- 8 large egg yolks
- 1 cup sugar
- 2 cups heavy whipping cream
- 1 cup 2% milk
- 2 teaspoons vanilla extract
- 1 tablespoon large egg white
- 2 cups walnut or pecan halves
- 1/3 cup sugar
- 3/4 teaspoon ground cinnamon
- 1/4 teaspoon ground nutmeg
- 1/4 teaspoon ground allspice
- In a large heavy saucepan, whisk egg yolks and sugar until blended; stir in cream and milk. Cook over medium-low heat until mixture is just thick enough to coat a metal spoon and a thermometer reads at least 175°, stirring constantly. Do not allow to boil.
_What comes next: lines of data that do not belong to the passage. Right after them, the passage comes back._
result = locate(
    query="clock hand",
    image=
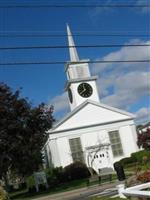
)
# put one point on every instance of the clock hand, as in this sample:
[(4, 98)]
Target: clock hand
[(83, 91)]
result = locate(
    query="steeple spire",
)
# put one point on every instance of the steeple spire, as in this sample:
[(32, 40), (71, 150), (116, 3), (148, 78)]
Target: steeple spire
[(73, 52)]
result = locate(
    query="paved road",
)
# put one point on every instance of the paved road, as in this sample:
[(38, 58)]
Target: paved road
[(79, 194)]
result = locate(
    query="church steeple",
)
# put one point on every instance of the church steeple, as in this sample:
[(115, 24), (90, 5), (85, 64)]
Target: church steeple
[(72, 49), (81, 86)]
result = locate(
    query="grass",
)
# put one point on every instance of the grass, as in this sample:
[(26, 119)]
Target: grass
[(24, 195), (105, 198)]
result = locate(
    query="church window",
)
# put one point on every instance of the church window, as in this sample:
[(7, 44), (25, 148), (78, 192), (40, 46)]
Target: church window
[(76, 149), (115, 143)]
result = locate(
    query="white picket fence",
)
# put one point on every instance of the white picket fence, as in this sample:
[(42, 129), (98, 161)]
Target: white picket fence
[(135, 191)]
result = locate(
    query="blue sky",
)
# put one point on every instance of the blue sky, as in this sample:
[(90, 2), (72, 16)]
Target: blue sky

Remove from heat immediately.
- Quickly transfer to a large bowl; stir in vanilla. Place bowl in a pan of ice water. Stir gently and occasionally for 2 minutes. Press plastic wrap onto surface of custard. Refrigerate several hours or overnight.
- Preheat oven to 325°. In a large bowl, whisk egg white. Add walnuts; toss to coat. In a small bowl, mix sugar and spices. Sprinkle over walnuts; toss to coat. Spread into a 15x10x1-in. baking pan. Bake 30-35 minutes or until crisp, stirring every 10 minutes. Cool completely.
- Fill cylinder of ice cream maker no more than two-thirds full; freeze according to manufacturer’s directions.
- Transfer ice cream to freezer containers, allowing headspace for expansion. Fold in nut mixture. Freeze 4-6 hours or until firm. Yield: 1-1/2 quarts.
Originally published as Cinnamon Crunch Ice Cream in Taste of Home's Holiday & Celebrations Cookbook Annual 2016, p129
Sweet White Wine
Enjoy this recipe with a sweet white wine such as Moscato or a sweet Riesling.